A good concert strategy is to start on a high note, sprinkle some hits throughout, and end on a high note. Naturally, since very few bands have enough high notes for an entire hour-plus concert, a few of the songs in the middle are duds, album filler that’s played for the five or so people who like the song and so the rest of the audience can take break from screaming. We’re All Alright!, the eighteenth album by Rock and Roll Hall of Famers Cheap Trick, feels like an entire album of songs to be played during the middle of a concert or to fumble through on Guitar Hero so that you can unlock the actual song you want. Some of the songs are quite good, some of the songs are quite forgettable and unfortunately, there aren’t any stand-outs.
We’re All Alright! technically takes it’s title from the Cheap Trick song “Surrender,” though I’ve got to admit my mind first went to a different Cheap Trick song; The theme to That 70s Show, a cover of Big Star’s “In the Street”, which also heavily repeats the phrase “we’re all alright”. The opening credits to That 70s Show feature various members of the cast sitting in a car, rocking out to the song. It feels like Cheap Trick took that moment and tried to make an entire album out of it.
The majority of the songs are fast-paced rock and roll, perfect for blaring with the windows down or screaming along to. The energy level is kept high and almost every song has a beautifully executed guitar solo. There’s a noticeable lack of ballads, a bit odd considering that “The Flame” is still one of their best known songs.
You’ve got to hand it to Cheap Trick: with We’re All Alright! they have made a bonafide rock and roll album, one that certainly sounds like Cheap Trick but also oddly sounds like a lot of other things. The influences run RAMPANT: each song off the album sounds enough like something else that by the time you’ve figured out just what it reminds you of, the song’s over. The bones of “You Really Got Me” by the Kinks can be heard in “Long Time Coming” and the aesthetics of the Sex Pistols can be heard all over “Nowhere.” Perhaps the oddest track off the album, “Floating Down,” sounds more like the band trying to take a shot at indie pop. Consequently, it sticks out like a sore thumb compared to the rock and roll stylings of the rest of the album.
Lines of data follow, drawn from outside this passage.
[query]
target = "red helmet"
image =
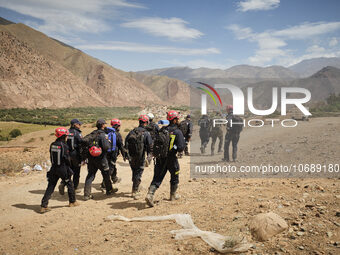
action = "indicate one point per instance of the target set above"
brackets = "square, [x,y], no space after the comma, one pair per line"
[95,151]
[59,132]
[115,122]
[172,115]
[143,118]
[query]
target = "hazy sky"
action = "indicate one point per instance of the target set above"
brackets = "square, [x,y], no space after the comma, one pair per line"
[141,35]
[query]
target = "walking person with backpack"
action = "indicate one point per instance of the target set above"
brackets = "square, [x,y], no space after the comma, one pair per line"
[234,128]
[169,140]
[216,132]
[74,140]
[97,144]
[116,147]
[138,143]
[205,129]
[186,127]
[60,159]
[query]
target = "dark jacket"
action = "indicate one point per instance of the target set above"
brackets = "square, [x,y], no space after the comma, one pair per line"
[74,142]
[177,142]
[60,158]
[147,141]
[104,143]
[119,143]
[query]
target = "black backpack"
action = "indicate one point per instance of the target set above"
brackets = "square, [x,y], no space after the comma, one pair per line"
[184,127]
[237,124]
[152,130]
[88,141]
[70,140]
[135,143]
[204,123]
[161,143]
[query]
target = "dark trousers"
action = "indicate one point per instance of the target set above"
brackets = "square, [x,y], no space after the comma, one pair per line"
[220,142]
[137,167]
[204,135]
[53,178]
[93,167]
[112,166]
[186,150]
[162,166]
[231,138]
[75,166]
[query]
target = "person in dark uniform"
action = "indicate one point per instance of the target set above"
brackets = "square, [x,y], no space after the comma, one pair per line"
[170,162]
[205,129]
[138,144]
[117,147]
[234,128]
[186,127]
[98,160]
[60,159]
[216,132]
[74,142]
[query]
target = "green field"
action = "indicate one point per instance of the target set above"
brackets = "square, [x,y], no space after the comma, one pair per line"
[63,116]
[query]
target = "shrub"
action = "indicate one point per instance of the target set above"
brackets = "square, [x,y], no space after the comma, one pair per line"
[15,133]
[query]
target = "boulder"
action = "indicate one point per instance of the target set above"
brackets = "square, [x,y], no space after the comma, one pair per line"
[265,225]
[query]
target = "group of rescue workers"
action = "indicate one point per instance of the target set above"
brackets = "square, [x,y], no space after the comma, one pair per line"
[101,148]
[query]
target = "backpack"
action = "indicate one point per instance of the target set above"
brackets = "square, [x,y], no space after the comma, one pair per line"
[113,139]
[152,130]
[184,127]
[161,143]
[237,124]
[204,123]
[70,140]
[87,142]
[135,143]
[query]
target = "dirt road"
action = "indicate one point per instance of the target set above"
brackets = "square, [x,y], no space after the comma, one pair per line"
[222,205]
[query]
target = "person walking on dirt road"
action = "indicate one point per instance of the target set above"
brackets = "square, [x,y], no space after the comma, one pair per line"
[234,128]
[74,140]
[117,146]
[97,159]
[169,140]
[138,143]
[60,159]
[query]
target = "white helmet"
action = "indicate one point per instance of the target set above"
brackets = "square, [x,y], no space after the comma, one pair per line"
[150,115]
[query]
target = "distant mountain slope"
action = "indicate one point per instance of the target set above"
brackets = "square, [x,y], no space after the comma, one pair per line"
[171,90]
[112,85]
[29,80]
[252,73]
[310,66]
[321,85]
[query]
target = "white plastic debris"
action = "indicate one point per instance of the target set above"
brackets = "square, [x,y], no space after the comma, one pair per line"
[26,169]
[37,167]
[223,244]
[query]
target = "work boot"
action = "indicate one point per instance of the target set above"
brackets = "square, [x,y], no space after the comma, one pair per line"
[110,192]
[88,197]
[116,179]
[73,204]
[61,188]
[149,196]
[135,191]
[173,194]
[44,209]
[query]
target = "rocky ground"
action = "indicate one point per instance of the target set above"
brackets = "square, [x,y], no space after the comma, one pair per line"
[310,206]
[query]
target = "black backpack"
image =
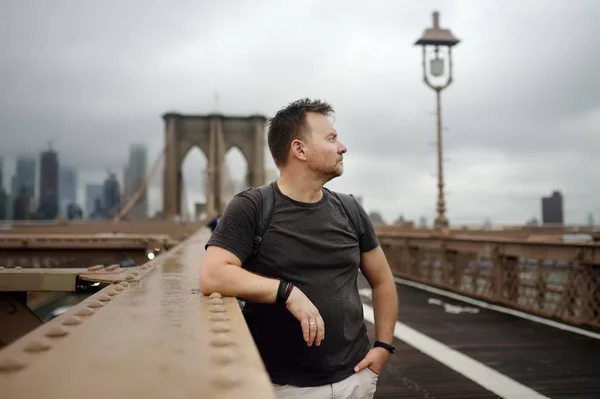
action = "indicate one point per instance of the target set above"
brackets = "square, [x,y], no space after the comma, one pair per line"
[265,211]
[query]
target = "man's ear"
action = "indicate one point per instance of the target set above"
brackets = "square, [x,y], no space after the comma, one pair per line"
[298,149]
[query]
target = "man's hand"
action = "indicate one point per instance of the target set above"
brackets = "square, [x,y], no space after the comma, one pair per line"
[308,315]
[375,359]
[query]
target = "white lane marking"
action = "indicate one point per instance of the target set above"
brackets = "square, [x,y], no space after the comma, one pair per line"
[479,373]
[486,305]
[452,309]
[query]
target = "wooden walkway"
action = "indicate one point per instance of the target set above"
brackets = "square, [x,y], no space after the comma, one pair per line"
[506,353]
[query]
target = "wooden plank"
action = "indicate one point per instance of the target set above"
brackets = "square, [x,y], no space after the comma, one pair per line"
[153,338]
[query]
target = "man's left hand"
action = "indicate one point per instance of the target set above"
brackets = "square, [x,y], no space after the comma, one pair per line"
[375,360]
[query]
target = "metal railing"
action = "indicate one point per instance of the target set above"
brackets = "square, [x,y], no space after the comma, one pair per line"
[551,279]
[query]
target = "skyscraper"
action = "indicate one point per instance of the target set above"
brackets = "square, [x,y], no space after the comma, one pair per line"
[22,196]
[3,194]
[94,201]
[48,184]
[67,188]
[24,182]
[135,173]
[552,209]
[112,195]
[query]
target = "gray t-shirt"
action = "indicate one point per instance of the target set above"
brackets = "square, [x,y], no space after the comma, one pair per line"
[315,246]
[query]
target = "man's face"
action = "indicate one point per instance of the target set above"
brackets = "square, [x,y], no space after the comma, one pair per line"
[324,152]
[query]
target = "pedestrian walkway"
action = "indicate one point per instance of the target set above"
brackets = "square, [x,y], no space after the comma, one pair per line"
[448,348]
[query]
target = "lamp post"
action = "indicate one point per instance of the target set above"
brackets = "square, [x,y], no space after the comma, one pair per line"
[438,38]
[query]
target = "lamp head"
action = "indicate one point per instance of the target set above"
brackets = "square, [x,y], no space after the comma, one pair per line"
[436,36]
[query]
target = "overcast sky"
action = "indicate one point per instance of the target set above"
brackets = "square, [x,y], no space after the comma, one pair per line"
[522,117]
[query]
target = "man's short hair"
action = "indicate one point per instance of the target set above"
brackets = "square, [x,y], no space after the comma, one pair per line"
[289,124]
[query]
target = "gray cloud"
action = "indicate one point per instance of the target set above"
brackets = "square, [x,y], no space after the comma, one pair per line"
[521,117]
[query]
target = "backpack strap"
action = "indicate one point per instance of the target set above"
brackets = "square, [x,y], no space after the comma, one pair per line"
[351,208]
[265,211]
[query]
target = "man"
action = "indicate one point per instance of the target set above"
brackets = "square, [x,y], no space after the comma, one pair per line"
[311,243]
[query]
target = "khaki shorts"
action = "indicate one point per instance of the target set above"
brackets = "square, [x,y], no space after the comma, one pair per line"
[361,385]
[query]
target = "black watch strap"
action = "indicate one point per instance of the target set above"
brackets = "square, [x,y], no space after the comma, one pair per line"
[383,345]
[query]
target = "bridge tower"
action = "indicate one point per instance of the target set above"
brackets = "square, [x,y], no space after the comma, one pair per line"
[213,134]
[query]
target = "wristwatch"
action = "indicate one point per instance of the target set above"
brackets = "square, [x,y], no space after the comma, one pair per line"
[383,345]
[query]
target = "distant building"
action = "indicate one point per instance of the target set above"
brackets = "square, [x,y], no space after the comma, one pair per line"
[112,196]
[24,179]
[67,188]
[4,199]
[22,209]
[134,176]
[376,218]
[552,209]
[48,207]
[74,212]
[94,201]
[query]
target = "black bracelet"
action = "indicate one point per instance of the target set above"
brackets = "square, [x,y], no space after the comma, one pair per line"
[288,291]
[281,292]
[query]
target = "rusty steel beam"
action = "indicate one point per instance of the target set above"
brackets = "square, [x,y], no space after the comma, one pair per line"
[17,280]
[87,241]
[153,335]
[16,319]
[176,230]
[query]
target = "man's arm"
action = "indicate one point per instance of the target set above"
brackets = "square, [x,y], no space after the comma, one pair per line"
[230,244]
[376,270]
[221,271]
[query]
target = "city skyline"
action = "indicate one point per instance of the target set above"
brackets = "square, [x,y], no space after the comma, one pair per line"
[520,118]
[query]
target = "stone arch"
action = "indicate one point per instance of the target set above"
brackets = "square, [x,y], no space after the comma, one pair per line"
[214,135]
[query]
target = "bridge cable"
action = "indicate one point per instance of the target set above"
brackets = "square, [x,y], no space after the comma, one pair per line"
[136,196]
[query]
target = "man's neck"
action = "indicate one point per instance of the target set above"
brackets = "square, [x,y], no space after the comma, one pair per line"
[300,188]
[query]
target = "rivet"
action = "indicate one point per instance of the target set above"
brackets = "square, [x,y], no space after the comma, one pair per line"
[56,331]
[223,356]
[221,340]
[226,379]
[72,321]
[95,304]
[37,346]
[220,327]
[85,311]
[11,364]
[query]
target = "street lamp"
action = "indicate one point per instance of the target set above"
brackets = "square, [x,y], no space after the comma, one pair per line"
[438,38]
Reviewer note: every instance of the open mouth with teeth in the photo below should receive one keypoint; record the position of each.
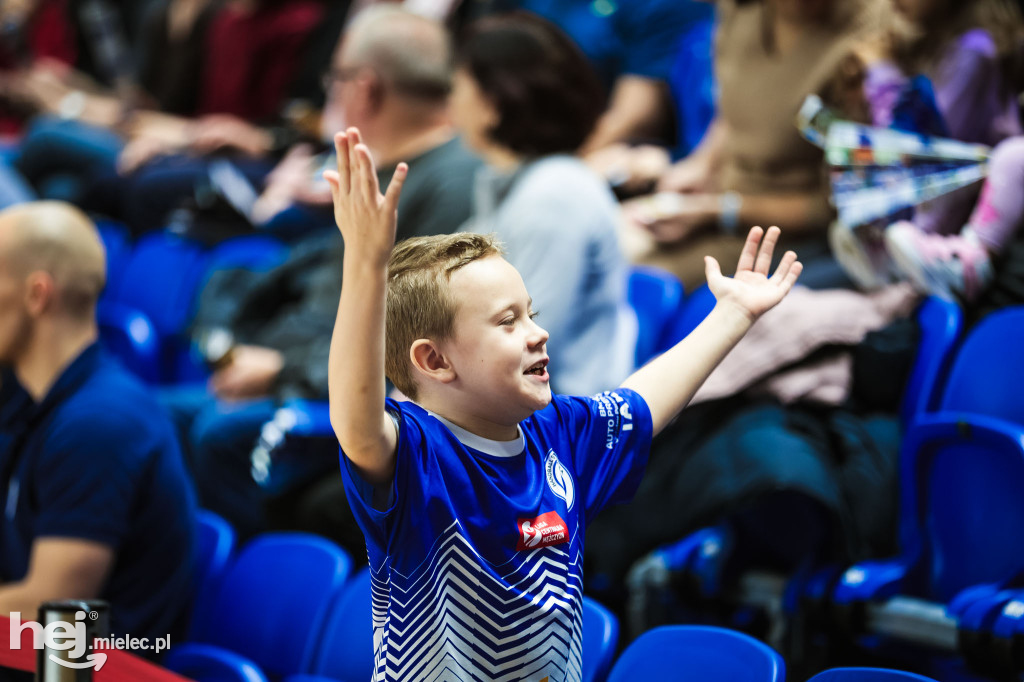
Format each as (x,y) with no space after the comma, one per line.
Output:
(539,370)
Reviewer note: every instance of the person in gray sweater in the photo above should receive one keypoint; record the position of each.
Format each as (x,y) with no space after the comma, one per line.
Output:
(525,99)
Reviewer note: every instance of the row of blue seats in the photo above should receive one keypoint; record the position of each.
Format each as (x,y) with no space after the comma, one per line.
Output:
(962,472)
(152,293)
(154,285)
(287,607)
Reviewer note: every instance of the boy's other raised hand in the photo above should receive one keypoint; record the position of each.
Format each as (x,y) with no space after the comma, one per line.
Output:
(752,291)
(366,217)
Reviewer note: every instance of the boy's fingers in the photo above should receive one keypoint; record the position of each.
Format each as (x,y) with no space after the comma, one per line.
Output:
(791,278)
(394,187)
(788,258)
(767,248)
(333,182)
(353,157)
(369,184)
(750,251)
(341,150)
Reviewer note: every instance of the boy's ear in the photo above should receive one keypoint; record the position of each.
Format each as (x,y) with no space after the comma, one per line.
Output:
(429,361)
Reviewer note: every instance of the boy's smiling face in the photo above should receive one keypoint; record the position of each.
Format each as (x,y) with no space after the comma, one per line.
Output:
(498,351)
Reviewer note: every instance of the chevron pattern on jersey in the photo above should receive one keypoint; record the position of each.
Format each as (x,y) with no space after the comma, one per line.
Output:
(458,616)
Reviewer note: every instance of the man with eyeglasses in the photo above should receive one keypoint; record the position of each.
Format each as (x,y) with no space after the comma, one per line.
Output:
(390,77)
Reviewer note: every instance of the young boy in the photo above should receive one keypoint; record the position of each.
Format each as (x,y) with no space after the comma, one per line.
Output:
(474,498)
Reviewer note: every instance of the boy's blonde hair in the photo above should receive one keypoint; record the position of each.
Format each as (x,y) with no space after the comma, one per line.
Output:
(419,302)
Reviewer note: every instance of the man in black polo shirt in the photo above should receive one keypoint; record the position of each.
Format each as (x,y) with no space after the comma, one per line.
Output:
(94,496)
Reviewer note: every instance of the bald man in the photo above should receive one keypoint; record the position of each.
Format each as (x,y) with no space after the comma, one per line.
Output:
(95,498)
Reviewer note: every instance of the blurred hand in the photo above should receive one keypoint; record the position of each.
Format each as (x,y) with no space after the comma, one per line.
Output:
(634,169)
(673,218)
(751,291)
(251,374)
(691,175)
(142,150)
(45,87)
(221,131)
(367,218)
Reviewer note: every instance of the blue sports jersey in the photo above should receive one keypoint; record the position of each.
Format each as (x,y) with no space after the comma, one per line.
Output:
(476,562)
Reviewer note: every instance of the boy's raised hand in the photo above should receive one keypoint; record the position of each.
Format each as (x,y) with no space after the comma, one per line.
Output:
(752,291)
(367,218)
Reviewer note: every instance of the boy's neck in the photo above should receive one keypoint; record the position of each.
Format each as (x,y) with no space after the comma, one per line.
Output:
(475,424)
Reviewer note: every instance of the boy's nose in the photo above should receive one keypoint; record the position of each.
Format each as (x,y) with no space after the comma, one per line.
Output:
(539,337)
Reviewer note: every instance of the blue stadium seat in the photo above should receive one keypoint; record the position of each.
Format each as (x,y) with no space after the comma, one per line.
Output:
(215,547)
(656,297)
(252,252)
(203,663)
(985,373)
(272,602)
(600,639)
(130,336)
(944,549)
(695,652)
(696,307)
(161,280)
(867,675)
(968,476)
(941,323)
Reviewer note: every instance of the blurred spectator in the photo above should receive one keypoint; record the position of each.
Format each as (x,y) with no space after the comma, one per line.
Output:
(631,45)
(30,30)
(753,167)
(525,99)
(390,77)
(96,498)
(971,52)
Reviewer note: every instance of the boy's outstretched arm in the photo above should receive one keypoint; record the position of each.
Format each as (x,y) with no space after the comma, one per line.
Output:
(668,382)
(367,220)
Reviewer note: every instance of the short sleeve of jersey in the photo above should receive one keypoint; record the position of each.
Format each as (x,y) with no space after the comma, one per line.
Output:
(87,477)
(611,434)
(375,520)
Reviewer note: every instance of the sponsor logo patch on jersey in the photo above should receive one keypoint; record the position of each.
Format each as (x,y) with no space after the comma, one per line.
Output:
(559,479)
(546,529)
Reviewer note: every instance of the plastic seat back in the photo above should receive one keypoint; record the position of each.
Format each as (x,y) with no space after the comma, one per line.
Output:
(600,639)
(867,675)
(941,324)
(117,244)
(970,475)
(346,648)
(216,541)
(162,279)
(987,372)
(273,600)
(656,297)
(672,652)
(130,336)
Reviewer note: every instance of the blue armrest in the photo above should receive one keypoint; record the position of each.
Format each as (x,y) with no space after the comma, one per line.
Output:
(870,581)
(305,418)
(205,663)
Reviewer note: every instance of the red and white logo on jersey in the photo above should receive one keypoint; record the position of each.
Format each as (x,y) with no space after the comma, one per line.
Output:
(545,529)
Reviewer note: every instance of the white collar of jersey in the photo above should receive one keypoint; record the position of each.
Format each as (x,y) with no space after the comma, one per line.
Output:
(486,445)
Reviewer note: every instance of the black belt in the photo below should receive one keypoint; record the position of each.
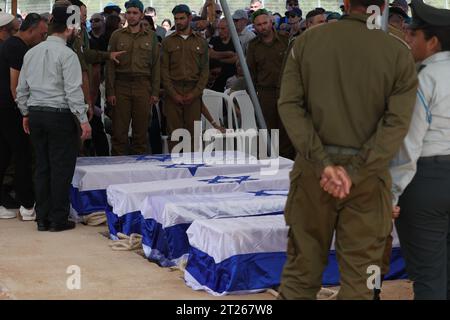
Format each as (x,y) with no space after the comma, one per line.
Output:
(340,150)
(50,109)
(434,159)
(127,77)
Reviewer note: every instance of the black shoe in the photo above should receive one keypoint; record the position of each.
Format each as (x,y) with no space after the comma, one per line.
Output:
(43,225)
(68,225)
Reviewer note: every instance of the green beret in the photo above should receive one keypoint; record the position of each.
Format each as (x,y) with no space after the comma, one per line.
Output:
(181,8)
(424,15)
(134,4)
(260,12)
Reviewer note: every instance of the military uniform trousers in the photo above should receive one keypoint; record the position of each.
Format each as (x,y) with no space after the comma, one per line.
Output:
(268,98)
(182,116)
(56,140)
(362,222)
(424,229)
(15,142)
(132,104)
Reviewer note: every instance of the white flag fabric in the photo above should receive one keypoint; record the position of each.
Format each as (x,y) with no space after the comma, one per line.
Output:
(93,175)
(247,254)
(166,218)
(98,173)
(127,198)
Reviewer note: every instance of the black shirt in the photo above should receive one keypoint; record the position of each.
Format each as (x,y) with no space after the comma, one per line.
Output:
(228,70)
(12,52)
(100,43)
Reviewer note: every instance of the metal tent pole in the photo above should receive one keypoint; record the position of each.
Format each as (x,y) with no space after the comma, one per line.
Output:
(243,62)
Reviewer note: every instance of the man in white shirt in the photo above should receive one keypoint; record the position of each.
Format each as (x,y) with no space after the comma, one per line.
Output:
(421,169)
(240,19)
(49,95)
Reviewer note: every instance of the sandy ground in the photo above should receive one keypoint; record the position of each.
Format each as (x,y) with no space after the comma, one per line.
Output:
(34,265)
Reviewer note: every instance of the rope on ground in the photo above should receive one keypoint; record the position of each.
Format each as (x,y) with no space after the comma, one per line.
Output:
(327,294)
(180,267)
(273,292)
(94,219)
(126,243)
(324,293)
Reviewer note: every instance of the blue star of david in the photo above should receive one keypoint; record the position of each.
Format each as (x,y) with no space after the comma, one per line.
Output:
(225,179)
(191,167)
(268,193)
(159,157)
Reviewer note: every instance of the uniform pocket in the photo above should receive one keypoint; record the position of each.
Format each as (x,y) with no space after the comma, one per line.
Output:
(125,59)
(144,55)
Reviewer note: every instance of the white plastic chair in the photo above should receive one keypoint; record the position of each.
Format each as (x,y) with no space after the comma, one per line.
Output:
(248,128)
(214,101)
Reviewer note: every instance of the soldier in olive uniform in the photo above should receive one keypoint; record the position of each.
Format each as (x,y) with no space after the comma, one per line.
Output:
(132,87)
(346,128)
(184,73)
(265,55)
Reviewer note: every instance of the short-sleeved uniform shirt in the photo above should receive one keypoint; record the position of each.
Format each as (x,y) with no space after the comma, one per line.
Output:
(12,52)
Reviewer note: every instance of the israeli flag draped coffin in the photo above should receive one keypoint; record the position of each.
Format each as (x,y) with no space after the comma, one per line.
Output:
(247,254)
(93,175)
(128,198)
(166,218)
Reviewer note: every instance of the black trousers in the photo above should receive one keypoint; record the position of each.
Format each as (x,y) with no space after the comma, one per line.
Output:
(154,133)
(56,142)
(15,144)
(98,145)
(424,229)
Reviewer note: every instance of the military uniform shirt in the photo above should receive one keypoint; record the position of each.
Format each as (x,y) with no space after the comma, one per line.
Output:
(51,77)
(330,96)
(184,60)
(141,58)
(265,60)
(429,133)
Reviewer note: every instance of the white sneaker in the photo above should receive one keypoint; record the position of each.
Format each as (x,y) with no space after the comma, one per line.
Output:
(27,214)
(6,214)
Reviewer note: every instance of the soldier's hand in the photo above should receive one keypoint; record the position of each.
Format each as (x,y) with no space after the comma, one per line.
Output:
(112,100)
(114,55)
(188,98)
(26,125)
(395,212)
(85,130)
(90,112)
(346,180)
(178,99)
(153,100)
(335,181)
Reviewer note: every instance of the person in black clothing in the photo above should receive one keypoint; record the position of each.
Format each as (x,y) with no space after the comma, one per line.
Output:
(222,49)
(98,145)
(13,141)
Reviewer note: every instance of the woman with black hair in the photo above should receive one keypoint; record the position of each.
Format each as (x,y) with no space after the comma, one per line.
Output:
(421,169)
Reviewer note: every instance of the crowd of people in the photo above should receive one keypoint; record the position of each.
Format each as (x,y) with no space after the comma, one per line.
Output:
(122,74)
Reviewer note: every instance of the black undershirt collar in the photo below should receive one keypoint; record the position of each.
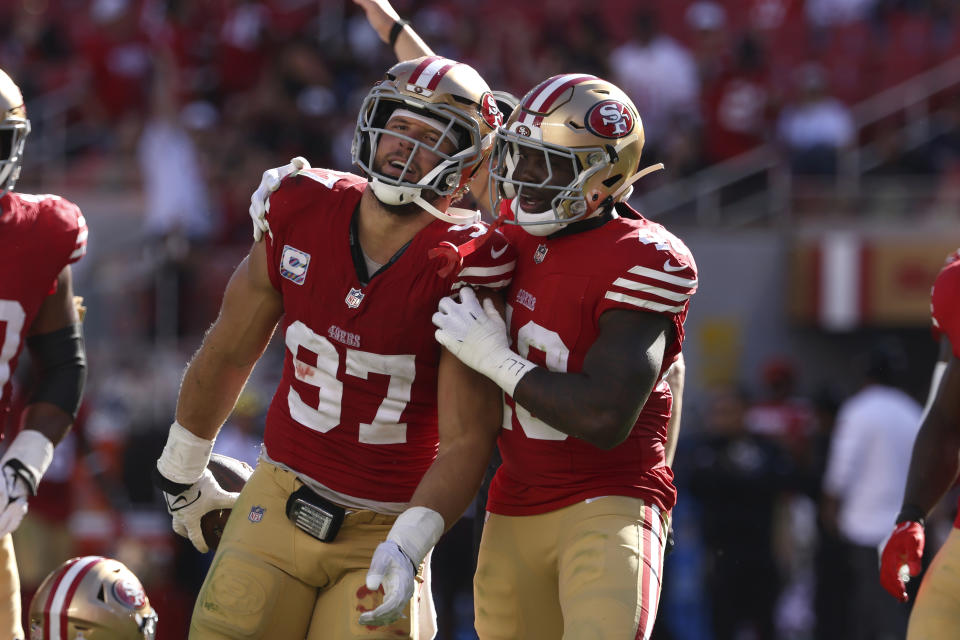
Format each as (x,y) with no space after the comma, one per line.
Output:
(356,252)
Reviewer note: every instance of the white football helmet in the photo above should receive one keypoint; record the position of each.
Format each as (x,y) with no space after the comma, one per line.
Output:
(13,132)
(444,91)
(570,150)
(92,598)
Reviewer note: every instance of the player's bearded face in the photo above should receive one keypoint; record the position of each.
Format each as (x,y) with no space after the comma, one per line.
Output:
(394,152)
(541,167)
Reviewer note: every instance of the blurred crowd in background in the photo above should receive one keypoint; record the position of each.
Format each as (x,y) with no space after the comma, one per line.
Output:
(175,108)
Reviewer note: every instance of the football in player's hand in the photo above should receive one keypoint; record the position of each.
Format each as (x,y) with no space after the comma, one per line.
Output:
(231,474)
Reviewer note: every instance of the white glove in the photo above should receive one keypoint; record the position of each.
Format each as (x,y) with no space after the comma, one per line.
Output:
(394,564)
(24,463)
(260,200)
(203,496)
(478,337)
(394,570)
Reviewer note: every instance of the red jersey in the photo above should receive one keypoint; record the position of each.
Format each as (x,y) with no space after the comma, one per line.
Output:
(945,310)
(945,302)
(39,236)
(356,409)
(561,288)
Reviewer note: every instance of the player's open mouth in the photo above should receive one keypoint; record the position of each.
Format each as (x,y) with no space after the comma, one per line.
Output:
(394,168)
(533,203)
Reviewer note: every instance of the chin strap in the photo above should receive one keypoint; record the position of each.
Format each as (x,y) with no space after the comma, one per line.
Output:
(639,174)
(453,255)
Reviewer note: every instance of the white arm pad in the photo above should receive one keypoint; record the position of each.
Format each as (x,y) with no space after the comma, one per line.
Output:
(185,456)
(416,531)
(33,449)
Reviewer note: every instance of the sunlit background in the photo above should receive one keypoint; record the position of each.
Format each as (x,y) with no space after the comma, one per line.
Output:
(812,154)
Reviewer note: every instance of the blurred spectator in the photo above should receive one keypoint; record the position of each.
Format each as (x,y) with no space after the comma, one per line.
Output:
(781,414)
(659,74)
(737,104)
(863,488)
(738,478)
(815,127)
(707,22)
(173,177)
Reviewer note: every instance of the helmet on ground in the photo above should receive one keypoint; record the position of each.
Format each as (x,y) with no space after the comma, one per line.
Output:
(92,598)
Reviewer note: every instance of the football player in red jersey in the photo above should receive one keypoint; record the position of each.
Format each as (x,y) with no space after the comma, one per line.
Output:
(934,467)
(374,432)
(578,513)
(40,237)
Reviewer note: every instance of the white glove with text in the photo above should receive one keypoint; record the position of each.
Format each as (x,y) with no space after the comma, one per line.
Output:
(395,562)
(203,496)
(23,465)
(478,337)
(260,200)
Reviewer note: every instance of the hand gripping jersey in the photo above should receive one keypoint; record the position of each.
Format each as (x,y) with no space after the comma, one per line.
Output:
(356,409)
(39,236)
(562,286)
The most disappointing thing about We’re All Alright! doesn’t have anything to do with the music itself but everything to do with the production. There’s no way to sugar coat this: this is a terribly produced album. The mixing is drastically uneven and the instruments and vocals are unbalanced on almost every other track. The biggest piece of confusing production is “Nowhere.” The bass constantly threatens to overpower any other instrument, while the vocals are fuzzy-sounding and hard to hear. Still, if you can look past the odd mixing and the generic sound, Cheap Trick gives a perfectly serviceable rock and roll album that will undoubtedly be played in the middle of concert tours for the next five years.